Quantum Statistics - quantum measurements, estimation and related topics

Universal Uncertainty Principle

Author: Masanao Ozawa (Tohoku University)


In 1927 Heisenberg [1] proposed a reciprocal relation for measurement noise and disturbance, or equivalently for joint measurement noises, by the famous gamma ray microscope thought experiment and claimed that the relation is a straightforward mathematical consequence of the commutation relation. However, his proposed proof did not really consider the measurement noise or disturbance, and was immediately reformulated by Kennard [2] as the famous inequality for the standard deviations of position and momentum. Kennard's relation was soon generalized by Robertson [3] to arbitrary pairs of observables. In spite of the above development, text books of quantum mechanics have treated Robertson's relation as a mathematical expression of Heisenberg's original relation for noise and disturbance.

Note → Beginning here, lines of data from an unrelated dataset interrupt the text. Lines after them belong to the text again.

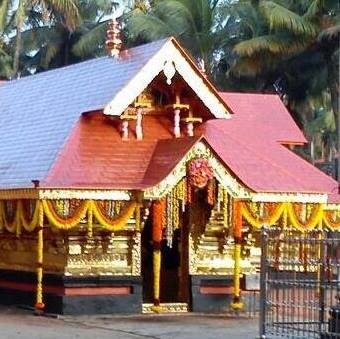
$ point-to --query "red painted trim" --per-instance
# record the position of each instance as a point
(73, 291)
(216, 290)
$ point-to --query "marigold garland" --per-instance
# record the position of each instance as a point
(312, 222)
(327, 219)
(158, 213)
(115, 224)
(65, 223)
(237, 215)
(258, 222)
(39, 305)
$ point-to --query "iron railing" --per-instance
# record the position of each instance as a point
(300, 284)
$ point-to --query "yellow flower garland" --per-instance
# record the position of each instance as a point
(333, 225)
(39, 305)
(259, 222)
(311, 223)
(67, 223)
(30, 226)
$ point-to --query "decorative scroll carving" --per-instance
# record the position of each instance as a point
(136, 255)
(203, 151)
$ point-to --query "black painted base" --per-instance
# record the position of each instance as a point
(208, 301)
(17, 288)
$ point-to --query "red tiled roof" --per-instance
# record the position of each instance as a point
(264, 165)
(95, 156)
(263, 115)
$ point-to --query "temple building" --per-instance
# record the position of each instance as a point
(129, 184)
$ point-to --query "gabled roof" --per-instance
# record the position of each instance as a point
(264, 116)
(262, 164)
(37, 113)
(96, 156)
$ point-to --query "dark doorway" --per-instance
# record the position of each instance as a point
(174, 285)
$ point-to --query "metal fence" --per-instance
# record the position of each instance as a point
(300, 284)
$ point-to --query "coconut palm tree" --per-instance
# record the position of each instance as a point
(195, 23)
(56, 45)
(17, 13)
(294, 45)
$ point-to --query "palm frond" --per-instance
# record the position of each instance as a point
(4, 8)
(281, 18)
(90, 41)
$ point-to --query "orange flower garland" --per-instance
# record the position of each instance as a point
(158, 218)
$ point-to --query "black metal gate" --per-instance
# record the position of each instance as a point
(300, 284)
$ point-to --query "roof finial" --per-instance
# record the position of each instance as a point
(113, 41)
(201, 66)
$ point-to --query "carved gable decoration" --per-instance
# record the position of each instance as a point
(169, 60)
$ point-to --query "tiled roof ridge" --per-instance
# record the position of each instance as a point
(300, 158)
(78, 64)
(261, 156)
(250, 93)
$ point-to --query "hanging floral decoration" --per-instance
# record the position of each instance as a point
(158, 219)
(200, 172)
(116, 223)
(68, 221)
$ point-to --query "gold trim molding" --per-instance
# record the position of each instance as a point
(169, 53)
(200, 149)
(228, 182)
(290, 197)
(166, 308)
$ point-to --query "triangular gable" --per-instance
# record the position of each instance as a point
(170, 58)
(224, 176)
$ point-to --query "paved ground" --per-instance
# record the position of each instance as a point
(21, 324)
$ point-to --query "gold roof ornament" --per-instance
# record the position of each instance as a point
(113, 41)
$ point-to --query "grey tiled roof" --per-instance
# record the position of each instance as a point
(38, 112)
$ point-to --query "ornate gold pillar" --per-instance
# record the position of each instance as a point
(39, 305)
(237, 224)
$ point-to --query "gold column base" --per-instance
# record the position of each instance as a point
(166, 308)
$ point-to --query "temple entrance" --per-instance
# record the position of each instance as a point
(174, 272)
(174, 279)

In this talk, we discuss a new relation (the universal uncertainty principle) found and rigorously proven recently by the present speaker [8] for the well-defined root-mean-square noise and disturbance in all the physically possible quantum measurements. In the previous work [4], it has been shown that jointly unbiased measurements satisfy the reciprocal joint measurement noise relation analogous to Robsertson's. However, it should be pointed out that there is no jointly unbiased spin measurements for two different components, and that no projective measurements of finite level systems satisfy the reciprocal noise disturbance relation. Counter examples of the original Heisenberg relation also include the contractive state position measurement and the indirect position measurement for the EPR pair [6,8]. The universal uncertainty relation reveals the correct bound for the noise in non-disturbing measurements. Using this noise bound, we construct a proof of a quantitative generalization of the Wigner-Araki-Yanase theorem, setting a lower bound for the accuracy of measurement under conservation laws [5,9]. Then, this relation is used to give a lower bound for the accuracy of quantum gate operations realized by interactions between qubits and the controller (or the ancilla) obeying given conservation laws [7,9]. The relations to the no-cloning theorem and to security arguments for quantum cryptography will be also discussed briefly.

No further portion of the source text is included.